Here are all the top lines so far:

  • The Ukrainian president, Volodymyr Zelenskiy, said Vladimir Putin was the only Russian official he was willing to meet with to discuss how to end the war. “The president of the Russian Federation decides it all,” he said in a video address to the World Economic Forum in Davos. “I cannot accept any kind of meeting with anyone coming from the Russian Federation but the president.”
  • A veteran Russian diplomat in Geneva has resigned over the invasion of Ukraine, in a rare political protest from within the Russian foreign policy establishment. Boris Bondarev, a counsellor at the Russian permanent mission to the UN in Geneva, wrote in a public statement: “Never have I been so ashamed of my country.” He confirmed he had submitted his letter of resignation.
  • A court in Kyiv has sentenced a Russian soldier to life in prison for the killing of a Ukrainian civilian, in the first verdict in a trial related to war crimes by the Russian army during its invasion of Ukraine. Vadim Shishimarin, a 21-year-old sergeant, was found guilty of killing 62-year-old Oleksandr Shelipov in the Sumy region during the first days of the invasion.
  • Twenty countries announced new security assistance packages and agreed to send more advanced weapons to Ukraine, including a Harpoon launcher and missiles to protect its coast, said Lloyd Austin, the US defence secretary. The new security packages included “critically needed artillery ammunition, coastal defence systems and tanks and other armoured vehicles”.
  • Denmark pledged to send Harpoon anti-ship missiles that could be used to push the Russian navy away from Ukraine’s Black Sea ports, allowing exports of grain and other agricultural products to resume.
  • “Low-level” discussions were under way on whether some US troops should be based in Ukraine and how the US may need to adjust its training of Ukrainian forces, said General Mark Milley, chairman of the joint chiefs of staff.
  • Volodymyr Zelenskiy urged the west to intensify its economic sanctions against Russia as he said business leaders in Davos needed to decide whether “brute force” should rule the world. In a keynote video address to the World Economic Forum, Zelenskiy called for a full oil embargo, the severing of Russian banks from the global financial system, the complete isolation of the Russian IT sector and a ban on trade with Russia.
  • The European Union will likely agree an embargo on Russian oil imports “within days”, Germany’s economy minister said on Monday. Robert Habeck also told German broadcaster ZDF that the European Commission and the US were working on a proposal to cap global oil prices rather than pay “any price”.
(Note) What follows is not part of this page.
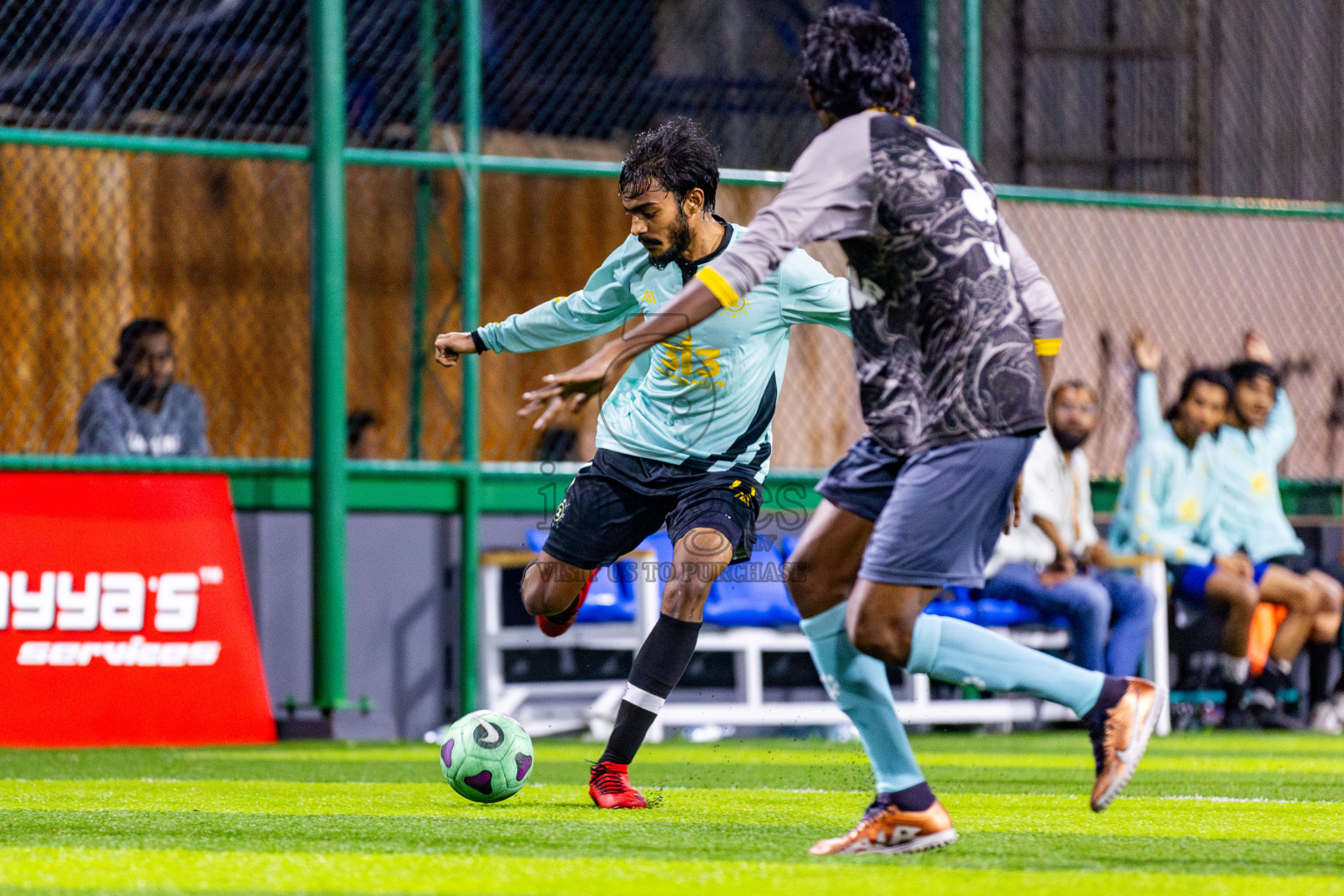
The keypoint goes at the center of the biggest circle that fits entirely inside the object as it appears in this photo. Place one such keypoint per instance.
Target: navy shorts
(619, 500)
(937, 514)
(1190, 580)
  • Nearly 90 people were killed in a Russian airstrike on the village of Desna in the northern Ukrainian region of Chernihiv, according to Zelenskiy. Ukrainian authorities said eight people were killed in the strike, which took place last Tuesday. Zelenskiy’s figure would give the Desna attack Ukraine’s biggest military death toll in a single strike of the war so far.
  • The war in Ukraine could cause a recession in weaker economies, the head of the IMF has warned. Kristalina Georgieva predicted that 2022 would be a tough year and declined to rule out a global recession if conditions worsened markedly.
  • New satellite images reportedly show Russian theft of Ukrainian grain. The pictures released by Maxar Technologies seemingly back up claims from Zelenskiy that food had been gradually stolen from the country, CNN has reported. In the photos, taken from 19 and 21 May, two bulk carrier ships with Russian flags can be seen loading grain from the grain silos they are docked by.
  • Starbucks is leaving the Russian market, bringing an end to nearly 15 years of business there. The Seattle-based coffee company has 130 stores and nearly 2,000 employees in Russia. McDonalds is also pulling out, removing the “golden arches” from Moscow before leaving for good.